Killer can seek 
to serve 
in U.K.

A decade-old Colorado program allows Marcus Bebb-Jones to seek to serve his murder sentence in his native country of England.

If granted such a request, the former Grand Junction motel owner and professional gambler would become the first inmate in the state to successfully do time in his or her country of citizenship under a state program applying to foreign national offenders.

Bebb-Jones also could be paroled as early as six and a half years from now, state Department of Corrections records show, after his sentencing last week to 20 years in prison for the murder of his wife, Sabrina, in September 1997. That’s due in part to the roughly three and a half years of credit he received for time spent in custody between his arrest and sentencing.

Bebb-Jones, 49, pleaded guilty to second-degree murder in the heat of passion after he originally was charged with first-degree murder. He and Sabrina had gone to Dinosaur National Monument the day she was last seen, and he has told authorities she died when he struck her with his hand, and he left her body near Douglas Pass. A rancher discovered her skull seven years later.

Bebb-Jones’ mother, Pamela Weaver, told the Kidderminster Shuttle newspaper in England, “I think he has pleaded guilty because he can apply for repatriation, which means he could serve his sentence here and we could see him, so it is not quite as bad as it seems.”

Bebb-Jones’ and Sabrina’s son, Daniel, 19, lives in England with Weaver. They had asked that Bebb-Jones receive the minimum allowable 10-year sentence in the case.

DOC spokeswoman Adrienne Jacobson said her agency has had a policy in effect since 2003 allowing transfers of foreign national inmates to serve their sentences in their home countries, but so far no transfers have occurred. To participate, a home country must have a treaty with the United States permitting the transfers between them.

Jacobson said she thinks a few people have applied for the program since its inception. One didn’t qualify. Another involves the high-profile case of Saudi Homaidan al-Turki, who is serving time for having sexually assaulted and enslaved a housekeeper. His request to be transferred to Saudi Arabia was rejected by DOC director Tom Clements a week before Clements’ murder in March. That has made al-Turki a focus of the investigation into the murder, although his attorney has said he had nothing to do with it.
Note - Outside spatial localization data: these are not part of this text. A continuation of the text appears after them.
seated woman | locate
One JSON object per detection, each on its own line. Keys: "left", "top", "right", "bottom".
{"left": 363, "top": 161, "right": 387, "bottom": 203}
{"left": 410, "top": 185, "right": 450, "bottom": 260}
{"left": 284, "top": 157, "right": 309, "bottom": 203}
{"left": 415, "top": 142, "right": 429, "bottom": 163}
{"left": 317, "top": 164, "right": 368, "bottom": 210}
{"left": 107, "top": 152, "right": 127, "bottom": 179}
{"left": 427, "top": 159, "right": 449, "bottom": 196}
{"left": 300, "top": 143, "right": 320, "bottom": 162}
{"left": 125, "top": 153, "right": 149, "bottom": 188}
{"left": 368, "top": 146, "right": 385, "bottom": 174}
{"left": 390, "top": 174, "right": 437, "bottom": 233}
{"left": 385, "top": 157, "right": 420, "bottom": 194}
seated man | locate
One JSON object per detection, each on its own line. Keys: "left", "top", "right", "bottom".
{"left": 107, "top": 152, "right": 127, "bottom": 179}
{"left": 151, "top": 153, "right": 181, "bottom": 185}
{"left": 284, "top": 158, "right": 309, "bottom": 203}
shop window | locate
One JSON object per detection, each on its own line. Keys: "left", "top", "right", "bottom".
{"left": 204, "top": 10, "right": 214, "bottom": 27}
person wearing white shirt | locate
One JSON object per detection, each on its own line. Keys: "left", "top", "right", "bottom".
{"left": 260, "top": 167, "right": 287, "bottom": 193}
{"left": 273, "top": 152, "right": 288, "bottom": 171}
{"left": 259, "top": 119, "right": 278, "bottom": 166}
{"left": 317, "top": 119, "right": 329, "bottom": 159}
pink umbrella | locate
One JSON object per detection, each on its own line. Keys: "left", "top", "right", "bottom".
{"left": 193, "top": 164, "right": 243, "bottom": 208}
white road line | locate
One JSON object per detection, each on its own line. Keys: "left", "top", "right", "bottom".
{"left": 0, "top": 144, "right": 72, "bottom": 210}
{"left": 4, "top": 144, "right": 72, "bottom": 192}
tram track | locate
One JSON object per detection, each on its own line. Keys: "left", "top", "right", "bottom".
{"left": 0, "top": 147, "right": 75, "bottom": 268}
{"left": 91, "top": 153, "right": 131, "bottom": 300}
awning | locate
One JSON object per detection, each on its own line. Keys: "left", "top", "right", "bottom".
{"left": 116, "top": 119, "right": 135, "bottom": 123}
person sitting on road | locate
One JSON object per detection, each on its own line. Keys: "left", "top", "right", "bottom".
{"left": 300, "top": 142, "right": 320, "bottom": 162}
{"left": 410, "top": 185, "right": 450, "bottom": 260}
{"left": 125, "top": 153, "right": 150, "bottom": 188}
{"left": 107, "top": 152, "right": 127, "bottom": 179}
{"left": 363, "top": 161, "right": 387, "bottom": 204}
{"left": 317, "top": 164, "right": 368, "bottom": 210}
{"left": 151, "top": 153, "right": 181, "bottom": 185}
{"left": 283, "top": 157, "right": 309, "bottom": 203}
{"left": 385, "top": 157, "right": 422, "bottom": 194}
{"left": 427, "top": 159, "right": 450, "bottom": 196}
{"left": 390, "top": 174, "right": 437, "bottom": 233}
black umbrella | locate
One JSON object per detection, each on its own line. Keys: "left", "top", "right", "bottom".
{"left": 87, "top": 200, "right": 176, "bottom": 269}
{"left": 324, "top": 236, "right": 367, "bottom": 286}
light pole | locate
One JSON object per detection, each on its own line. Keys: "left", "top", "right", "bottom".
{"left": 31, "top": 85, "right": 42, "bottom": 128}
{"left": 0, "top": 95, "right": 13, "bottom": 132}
The governor also can deny a transfer request. A transfer also cannot occur without approval of the U.S. Department of Justice and the treaty nation involved. Applicants who are denied can reapply after two years.

District Attorney Sherry Caloia of the 9th Judicial District said if her office were asked whether it approved of a transfer of Bebb-Jones, “we would look at our position at the time of the request.”

But she added, “I would be very hesitant to approve of the transfer based upon what I know today.”

As suggested by his mother’s comment, Bebb-Jones’ plea deal apparently helped ensure his ability to apply for a transfer. Foreign nationals who have committed violent crimes can apply under Colorado’s program only if they have fewer than 10 years to serve before being eligible for parole. The plea deal prevented the possibility of a life sentence had Bebb-Jones been convicted of first-degree murder. It also carried a stipulation that Bebb-Jones receive a maximum of 20 years, rather than a possible 32 for the charge to which he pleaded. A 32-year sentence could have pushed his parole eligibility date out past 10 years even with credit for time served, meaning he would have had to wait to apply for a transfer.

The DOC estimates that Bebb-Jones will be eligible for parole in September 2019.

That possibility “is not justice. Rather, it is a mockery of justice,” said former 9th Judicial District Attorney Martin Beeson, whom Caloia defeated in November’s election. He has argued the plea deal lets Bebb-Jones off far too easily for his crime.

Caloia has argued that factors such as the lack of a determined cause of death, and the failure to recover Sabrina’s body other than her skull, would have made first-degree murder a difficult charge to take to trial in a 16-year-old case.

Weaver told the Express & Star newspaper in England that she still knows her son is innocent “and always will believe that.”

She told the Kidderminster Shuttle that people in England “do not understand the power of plea bargaining in America. He has been in the equivalent of isolation for two years — it wears you down and we have not seen him.

“... The only regret I have got about it is nobody has heard the truth. He has not really had his day in court but it was his decision and we have to respect that.”